PORTLAND – The crew of a whale-watching vessel violated the law and endangered the life of a mother whale by partially freeing her from fishing gear, a federal fisheries spokeswoman said Tuesday.
Crew members aboard the Nautilus snipped 300 feet of rope from the 65-foot humpback’s dorsal fin after they spotted the whale and her calf swimming alongside their vessel 12 miles offshore on Sunday.
The 49 passengers cheered the whale’s disentanglement, and a TV camera crew later gathered at the Kennebunkport dock to document it. But there were a number of problems with the rescue, and crew members violated federal law by taking the matter into their own hands, said Teri Frady, spokeswoman for the National Marine Fisheries Service.
The whale’s life is still in danger because several wraps of rope remain tangled around her pectoral fins, Frady said. And the crew’s removal of 300 feet of rope makes it harder and more dangerous for rescuers to get to those fins.
Furthermore, the removed rope, which could have helped rescuers investigate the entanglement, is now missing, making it harder for officials to determine what happened, Frady said.
“We need to recover the gear,” she said from her office in Woods Hole, Mass. “It’s not there anymore.”

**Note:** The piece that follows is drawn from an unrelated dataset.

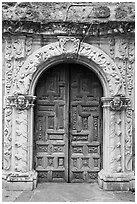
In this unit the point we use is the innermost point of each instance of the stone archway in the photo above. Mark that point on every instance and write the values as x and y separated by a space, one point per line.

Scott Landry of the Center for Coastal Studies in Provincetown, Mass., said the Nautilus crew should have called the Coast Guard and then stayed near the whale while taking video and photographs to document its condition. Investigators did get photographs from the scene.
“It’s now very hard for us to get a hold of the animal,” Landry said. “What makes this a bit more scary is that if Sickle is in danger, then her calf is in danger as well.”
The center is the only group on the East Coast authorized by the federal government to disentangle humpback whales, a federally protected endangered species.
James Harkins, skipper of the Nautilus, defended his crew’s decision to disentangle the whale, named Sickle.
“I know there’s a little negativity,” he said. “It was an extraordinary event for us to have this whale come to us for help.”
Harkins said he is “99 percent sure” that the whale will free herself from the remaining 30 to 40 feet of rope wrapped around her fin.
Harkins said the removed rope, which had no identification, was placed on the dock in Kennebunkport. He refused to speculate on what happened to it.
Officials said disentangling a whale is a violation of both the federal Marine Mammal Protection Act and the Endangered Species Act, but no action is likely to be taken in this case.
“There’s a lot of things you can do to help,” Frady said. “Actually disentangling a whale is not one of them.”